During wartime, you want to get the field cleared out as fast as possible, often because people are trying to kill you while you're clearing. So there's a balance between speed and thoroughness; after a certain point, the odds of dying from a missed landmine become worse than the odds of getting shot while clearing. I'm sure that's not the only thing, but the point is during wartime you need the field cleared fast, and it's "okay" if you miss a couple.
During peacetime, you can take all the time you need (well, to a point), but it is absolutely essential that you can guarantee you've found every single mine or nobody will use that field or whatever, and you might as well not have demined at all. For example, over at the Canadian military they're apparently working on a device that shines an x-ray beam down into the earth and looks for characteristic reflections from mines. They pass this device very carefully over every square centimetre of a field, and the idea is that this way they don't miss anything. But it takes forever.

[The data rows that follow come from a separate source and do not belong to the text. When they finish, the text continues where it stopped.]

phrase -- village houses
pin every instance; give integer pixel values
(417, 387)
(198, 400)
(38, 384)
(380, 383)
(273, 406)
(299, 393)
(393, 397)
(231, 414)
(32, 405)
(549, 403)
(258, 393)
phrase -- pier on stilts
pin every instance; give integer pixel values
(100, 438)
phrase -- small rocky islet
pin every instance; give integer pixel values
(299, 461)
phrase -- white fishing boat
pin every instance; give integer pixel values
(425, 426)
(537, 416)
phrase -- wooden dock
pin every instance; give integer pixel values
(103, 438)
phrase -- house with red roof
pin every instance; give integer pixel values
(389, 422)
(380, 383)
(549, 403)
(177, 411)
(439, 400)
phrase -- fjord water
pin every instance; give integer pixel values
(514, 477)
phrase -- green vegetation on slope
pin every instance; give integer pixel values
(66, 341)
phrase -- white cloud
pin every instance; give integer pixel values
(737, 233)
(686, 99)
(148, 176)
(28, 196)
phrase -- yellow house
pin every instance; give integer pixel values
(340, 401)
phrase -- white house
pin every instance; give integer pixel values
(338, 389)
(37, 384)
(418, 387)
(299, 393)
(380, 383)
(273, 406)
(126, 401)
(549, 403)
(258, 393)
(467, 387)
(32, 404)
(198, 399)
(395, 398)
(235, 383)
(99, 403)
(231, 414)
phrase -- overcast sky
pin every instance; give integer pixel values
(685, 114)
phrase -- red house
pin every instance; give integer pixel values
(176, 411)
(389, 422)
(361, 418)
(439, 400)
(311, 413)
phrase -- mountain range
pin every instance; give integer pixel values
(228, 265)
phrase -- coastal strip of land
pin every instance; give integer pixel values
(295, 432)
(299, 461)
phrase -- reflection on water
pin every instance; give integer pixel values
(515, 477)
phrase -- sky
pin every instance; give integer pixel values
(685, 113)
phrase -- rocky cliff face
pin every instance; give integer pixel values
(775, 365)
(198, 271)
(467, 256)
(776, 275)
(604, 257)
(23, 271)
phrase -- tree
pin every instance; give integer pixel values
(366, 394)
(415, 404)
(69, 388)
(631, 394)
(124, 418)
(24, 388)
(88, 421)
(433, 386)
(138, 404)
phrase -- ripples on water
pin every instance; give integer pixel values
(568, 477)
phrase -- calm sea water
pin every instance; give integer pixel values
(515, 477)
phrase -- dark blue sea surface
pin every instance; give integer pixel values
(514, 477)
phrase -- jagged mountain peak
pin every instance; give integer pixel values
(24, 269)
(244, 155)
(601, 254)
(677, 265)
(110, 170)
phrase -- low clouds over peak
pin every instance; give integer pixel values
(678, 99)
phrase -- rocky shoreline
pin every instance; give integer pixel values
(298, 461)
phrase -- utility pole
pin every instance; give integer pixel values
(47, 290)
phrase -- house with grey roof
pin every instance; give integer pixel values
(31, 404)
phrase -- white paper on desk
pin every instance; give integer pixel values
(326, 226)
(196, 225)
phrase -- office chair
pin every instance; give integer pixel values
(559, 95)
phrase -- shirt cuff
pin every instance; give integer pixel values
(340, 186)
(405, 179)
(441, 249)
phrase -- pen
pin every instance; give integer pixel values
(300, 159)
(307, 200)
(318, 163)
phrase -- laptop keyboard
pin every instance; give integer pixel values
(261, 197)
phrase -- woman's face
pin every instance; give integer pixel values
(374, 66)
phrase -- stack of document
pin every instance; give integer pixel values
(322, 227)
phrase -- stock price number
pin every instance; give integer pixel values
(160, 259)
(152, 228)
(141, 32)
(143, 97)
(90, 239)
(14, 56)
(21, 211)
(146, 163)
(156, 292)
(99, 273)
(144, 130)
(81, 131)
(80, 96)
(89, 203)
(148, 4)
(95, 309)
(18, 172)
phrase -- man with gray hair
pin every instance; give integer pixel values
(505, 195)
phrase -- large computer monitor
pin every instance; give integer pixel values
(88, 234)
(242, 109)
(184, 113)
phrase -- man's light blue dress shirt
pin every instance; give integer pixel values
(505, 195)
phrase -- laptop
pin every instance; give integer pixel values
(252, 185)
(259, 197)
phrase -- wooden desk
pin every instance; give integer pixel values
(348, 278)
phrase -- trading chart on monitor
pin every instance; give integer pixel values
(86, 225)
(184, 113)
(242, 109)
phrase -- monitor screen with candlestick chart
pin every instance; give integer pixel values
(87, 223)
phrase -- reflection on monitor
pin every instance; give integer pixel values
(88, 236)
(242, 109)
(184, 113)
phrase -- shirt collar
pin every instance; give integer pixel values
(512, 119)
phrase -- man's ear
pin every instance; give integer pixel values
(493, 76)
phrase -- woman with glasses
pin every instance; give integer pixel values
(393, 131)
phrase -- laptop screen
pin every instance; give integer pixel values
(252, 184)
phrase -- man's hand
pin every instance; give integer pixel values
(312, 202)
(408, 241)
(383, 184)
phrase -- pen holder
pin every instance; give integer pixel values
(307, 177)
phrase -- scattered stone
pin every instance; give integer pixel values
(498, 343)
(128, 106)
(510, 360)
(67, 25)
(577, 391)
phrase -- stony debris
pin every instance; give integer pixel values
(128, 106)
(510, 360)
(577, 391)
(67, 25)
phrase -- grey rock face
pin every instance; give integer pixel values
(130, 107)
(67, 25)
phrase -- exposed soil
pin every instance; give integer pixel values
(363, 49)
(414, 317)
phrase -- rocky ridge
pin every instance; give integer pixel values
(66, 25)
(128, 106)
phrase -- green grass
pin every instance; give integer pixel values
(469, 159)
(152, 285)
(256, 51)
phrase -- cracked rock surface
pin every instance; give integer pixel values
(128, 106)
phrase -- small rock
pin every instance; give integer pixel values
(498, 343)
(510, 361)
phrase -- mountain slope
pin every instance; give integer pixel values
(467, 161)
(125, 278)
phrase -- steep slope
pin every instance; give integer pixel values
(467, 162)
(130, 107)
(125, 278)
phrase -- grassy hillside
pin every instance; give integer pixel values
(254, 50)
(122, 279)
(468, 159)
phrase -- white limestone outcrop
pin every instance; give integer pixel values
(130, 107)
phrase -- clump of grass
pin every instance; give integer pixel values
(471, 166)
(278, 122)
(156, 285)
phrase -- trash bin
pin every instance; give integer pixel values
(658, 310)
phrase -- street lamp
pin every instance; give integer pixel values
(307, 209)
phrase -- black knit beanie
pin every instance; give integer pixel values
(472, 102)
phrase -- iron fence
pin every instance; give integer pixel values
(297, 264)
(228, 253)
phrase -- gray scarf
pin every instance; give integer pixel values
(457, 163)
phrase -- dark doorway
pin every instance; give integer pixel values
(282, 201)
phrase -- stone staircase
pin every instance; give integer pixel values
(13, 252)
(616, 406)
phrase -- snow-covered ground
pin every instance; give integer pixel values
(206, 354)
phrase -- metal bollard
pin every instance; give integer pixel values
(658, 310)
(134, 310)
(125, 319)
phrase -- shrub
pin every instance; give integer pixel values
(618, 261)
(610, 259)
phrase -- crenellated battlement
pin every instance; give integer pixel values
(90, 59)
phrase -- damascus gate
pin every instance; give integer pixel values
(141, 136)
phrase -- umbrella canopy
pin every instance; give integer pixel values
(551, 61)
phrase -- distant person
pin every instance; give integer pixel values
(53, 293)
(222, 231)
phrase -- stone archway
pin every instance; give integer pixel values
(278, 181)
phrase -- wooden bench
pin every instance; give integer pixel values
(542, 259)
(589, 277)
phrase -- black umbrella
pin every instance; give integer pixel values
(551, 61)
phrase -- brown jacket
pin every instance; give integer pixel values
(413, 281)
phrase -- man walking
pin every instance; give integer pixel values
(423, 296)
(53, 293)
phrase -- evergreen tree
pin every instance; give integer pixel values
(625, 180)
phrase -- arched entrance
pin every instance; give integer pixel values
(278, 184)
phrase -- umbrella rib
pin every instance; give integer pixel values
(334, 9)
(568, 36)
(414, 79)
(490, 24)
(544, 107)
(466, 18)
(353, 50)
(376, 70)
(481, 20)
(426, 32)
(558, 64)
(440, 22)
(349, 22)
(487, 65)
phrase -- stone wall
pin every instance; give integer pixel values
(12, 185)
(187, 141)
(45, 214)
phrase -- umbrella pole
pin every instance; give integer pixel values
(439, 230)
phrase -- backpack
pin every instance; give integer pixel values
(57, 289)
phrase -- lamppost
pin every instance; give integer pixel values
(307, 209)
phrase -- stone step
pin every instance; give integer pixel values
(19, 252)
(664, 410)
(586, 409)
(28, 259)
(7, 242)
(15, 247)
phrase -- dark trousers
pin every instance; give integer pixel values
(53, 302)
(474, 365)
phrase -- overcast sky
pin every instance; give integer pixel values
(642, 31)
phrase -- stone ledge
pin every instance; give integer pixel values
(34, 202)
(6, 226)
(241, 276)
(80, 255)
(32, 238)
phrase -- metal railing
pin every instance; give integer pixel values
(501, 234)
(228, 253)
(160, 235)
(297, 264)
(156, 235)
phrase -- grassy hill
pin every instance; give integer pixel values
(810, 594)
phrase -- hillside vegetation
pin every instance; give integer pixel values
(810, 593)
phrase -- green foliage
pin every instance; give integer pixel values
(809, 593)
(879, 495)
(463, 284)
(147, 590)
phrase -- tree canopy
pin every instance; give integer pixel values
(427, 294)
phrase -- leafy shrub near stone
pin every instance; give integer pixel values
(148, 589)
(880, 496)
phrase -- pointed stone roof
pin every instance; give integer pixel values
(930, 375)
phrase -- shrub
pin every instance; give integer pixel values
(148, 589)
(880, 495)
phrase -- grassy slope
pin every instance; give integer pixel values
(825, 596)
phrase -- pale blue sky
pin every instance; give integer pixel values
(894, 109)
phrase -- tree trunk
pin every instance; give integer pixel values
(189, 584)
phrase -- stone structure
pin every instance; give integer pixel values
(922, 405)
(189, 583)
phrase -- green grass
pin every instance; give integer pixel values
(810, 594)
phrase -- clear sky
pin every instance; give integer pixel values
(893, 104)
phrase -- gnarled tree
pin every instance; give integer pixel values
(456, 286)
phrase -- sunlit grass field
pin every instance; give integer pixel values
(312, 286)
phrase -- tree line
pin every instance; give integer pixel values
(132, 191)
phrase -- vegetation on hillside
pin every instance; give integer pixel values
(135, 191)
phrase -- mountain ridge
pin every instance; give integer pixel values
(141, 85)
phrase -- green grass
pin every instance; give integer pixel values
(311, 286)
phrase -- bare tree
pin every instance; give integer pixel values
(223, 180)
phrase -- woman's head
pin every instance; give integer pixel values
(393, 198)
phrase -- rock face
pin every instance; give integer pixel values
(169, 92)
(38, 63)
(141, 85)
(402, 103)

I've heard of another technique where they genetically engineer a local weed so that it glows in the dark (or something) in the presence of certain fumes given off by mines. Seed the field with these modified plants, wait a season (so it's obviously not practical for military use), then look for the glowing bits...
-Erf C.
Cthulu always calls collect...
There are plenty of places where landmines from previous conflicts are waiting to be cleaned up. Southeast Asia is probably the best example. Africa has its share of problems too.
The United States does deploy land mines, (a.k.a. Area Denial Weapons) mostly along the South Korea / North Korea border. The USA stands alone among Western countries in not banning the use of the devices. Regardless, land mines can be bought for about six dollars on the open market! (Gotta love those economies of scale)
So the problem is people wanting to kill others. The antimine people look to me to be avoiding the real issue in favor of blaming the tool.
The problem is not people wanting to kill others. The problem is *land mines*, which continue to kill and maim long after the war is over. The world considers this to be acceptable. Part of the problem is that the USA considers this to be acceptable.
We were able to ban the use of poison gas after World War I, and Western nations have not used it since. Poison gas kills indiscriminantly, without regard for civilian or military status, and it is a very unpleasant way to die. Civlized nations decided that even in war, there are rules. The USA, of course, has more chemical and biological weapons than any other country on earth...
Like we did with poison gas, we should ban land mines, and stop using them, and most of all stop producing them.
We can't prevent people from having bad intentions but we can set some boundaries on acceptable behavior. Poison gas was deemed unacceptable. Land mines kill indiscriminantly long after the war is over. They must be banned, and they should be removed from the face of the earth.
I've never looked into this too closely so I haven't made up my mind on anything but it looks like once again the problem is people w/bad intentions. Can't ban that.
Look closely. The problem is not people with bad intentions. It is that these people continue to use a weapon which keeps fighting after the war is over. The combatants have gone home, but the land mines they left behind keep blowing up.